As part of the Code of Conduct, all members of the school community must:
- respect differences in people, their ideas and opinions;
- treat one another with dignity and respect at all times, and especially when there is a disagreement;
- respect and treat others fairly, regardless of, for example, race, ancestry, place of origin, ethnic origin, citizenship, religion, gender, sexual orientation, age or disability; and
- respect the rights of others.
The Provincial Code of Conduct also provides that all members of the school community must not engage in bullying behaviours or engage in hate propaganda and other forms of behaviour motivated by hate or bias.
In this regard, we recommend the responsible involvement and participation of school board employees with respect to networking and social web-based applications.
With respect to responsible use of blogging and online social networking, we suggest the following guidelines:
- School staff should not use social networking sites as a means to communicate with students. It is inappropriate to have students at “friends” on these sites and any invitations from students to join a social network site should be declined. All communication with current students should be through the usual communication vehicles available through the school (i.e. email, regular mail and course software).
- In using social networking sites, school staff should be encouraged to make sure their privacy settings for both content and photos are set. Staff members should carefully screen who can post on their site.

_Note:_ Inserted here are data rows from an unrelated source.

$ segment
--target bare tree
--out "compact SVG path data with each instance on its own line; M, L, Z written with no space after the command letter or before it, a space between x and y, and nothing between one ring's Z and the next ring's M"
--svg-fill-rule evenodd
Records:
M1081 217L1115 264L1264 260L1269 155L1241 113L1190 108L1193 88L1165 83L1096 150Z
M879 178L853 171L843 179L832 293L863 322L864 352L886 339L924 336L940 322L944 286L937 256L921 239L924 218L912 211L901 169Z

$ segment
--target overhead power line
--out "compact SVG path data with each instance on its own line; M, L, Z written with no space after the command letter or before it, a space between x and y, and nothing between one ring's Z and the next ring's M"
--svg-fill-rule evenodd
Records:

- All inappropriate references to the school or school personnel, students, parents or any other member of the school community, in computer-related mediums, such as social networking sites, blogging, web pages or e-mail, represents a contravention of Board policy.
- Know and follow the school board’s appropriate use of technology policy. The same principles and guidelines that apply for staff regarding the appropriate use of technology will apply to the activities of school staff and members online, including blogs, websites, wikis, user-generated video and audio and social networks.

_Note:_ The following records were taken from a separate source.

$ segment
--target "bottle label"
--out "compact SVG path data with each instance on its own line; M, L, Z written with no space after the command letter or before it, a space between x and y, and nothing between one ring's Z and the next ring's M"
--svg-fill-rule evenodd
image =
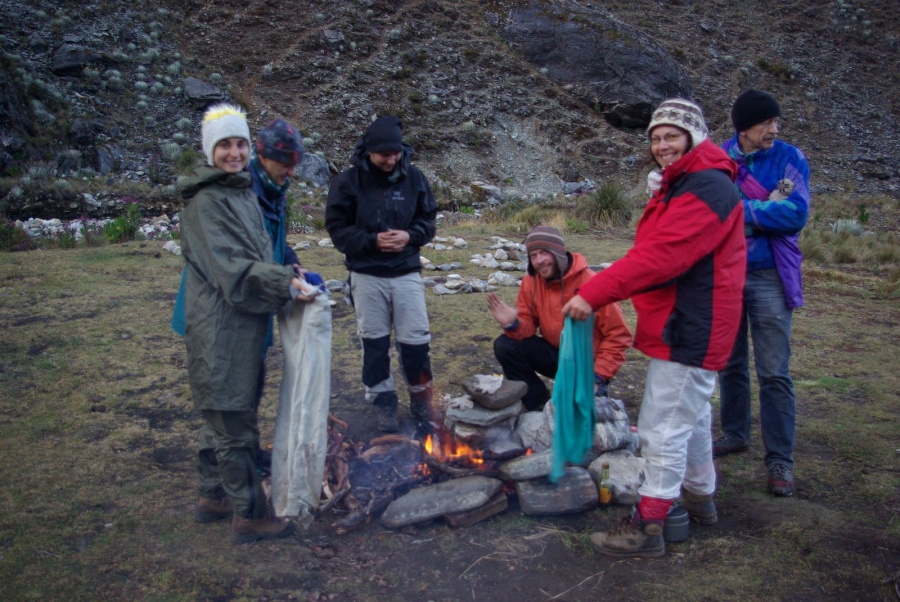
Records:
M600 503L608 504L612 501L612 490L609 487L600 488Z

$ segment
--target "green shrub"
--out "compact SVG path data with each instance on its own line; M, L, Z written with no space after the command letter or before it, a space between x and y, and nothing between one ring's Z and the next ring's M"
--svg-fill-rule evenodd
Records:
M182 148L177 142L163 142L159 145L159 152L166 161L173 162L181 158Z
M577 218L566 218L566 232L572 234L584 234L588 231L590 225Z
M798 244L804 261L825 261L825 244L815 230L803 230Z
M575 203L576 217L592 226L625 226L631 220L631 203L615 184L607 184L597 192L584 195Z
M882 245L875 251L875 259L881 265L900 264L900 247L897 245Z
M125 205L125 211L116 219L103 224L103 236L111 243L134 240L134 235L141 227L141 210L138 200L125 197L120 201Z
M831 232L833 234L841 234L842 232L846 232L852 236L862 236L863 235L863 227L855 219L839 219L835 220L833 224L831 224Z
M860 259L859 242L844 240L831 250L831 261L834 263L856 263Z
M12 222L0 220L0 251L28 251L34 248L34 241L25 230L16 228Z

- School staff members who have a personal blog or website which indicate that they work at the school, should discuss any potential conflicts of interest with the principal or appropriate school administrator. Similarly, staff members who want to start blogging - and wish to say that they work at the school - should discuss any potential conflicts of interest with the principal or appropriate administrator.

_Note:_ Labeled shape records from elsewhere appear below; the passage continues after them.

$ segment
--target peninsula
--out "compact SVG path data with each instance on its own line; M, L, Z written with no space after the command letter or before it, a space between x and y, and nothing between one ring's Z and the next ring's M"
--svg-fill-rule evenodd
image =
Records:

- Personal blogs and websites should not reveal confidential information about the school, or personal information about its staff, students, parents or other members of the school community. This might include student or staff information, photographs or videos of students or staff, curricular information, financial information, school plans, and school development information. Confidential school information should not be placed on a personal blog without the express consent of the principal or appropriate administrator.
- Personal blogs and websites should not be used to attack, threaten, or abuse colleagues. Staff members should respect the privacy and the feelings of others.
- Staff members should ensure that their blogging activity does not interfere with their work commitment.
- Staff members should be reminded that what they post on their blog or online social networking site, speaks to their character and reputation. Material that staff members post will remain in cyberspace for years and can be viewed by anyone around the world.
- Staff members should show proper respect for the laws governing copyright and fair use of copyrighted material owned by others. It is generally good blogging practice to link to others work.
Online social networking, blogs and other forms of social discourse are primarily a form of communication among individuals. When the school board or school wishes to communicate publicly, whether to the school community or to the general public, it has well-established means to do so. School board employees should recognize that only those officially designated by the school board or school have the authority to speak on behalf of these organizations.
School boards across Canada are exploring how technology and social computing can empower school board employees as both innovators and global citizens. These emerging online platforms are fundamentally changing the way school employees engage with each other and the world at large. The objective is to achieve responsible involvement and participation with respect to networking and social-based applications. The challenge for school boards involves balancing an employee’s right to freedom of expression with the need to ensure a respectful and positive learning and teaching environment.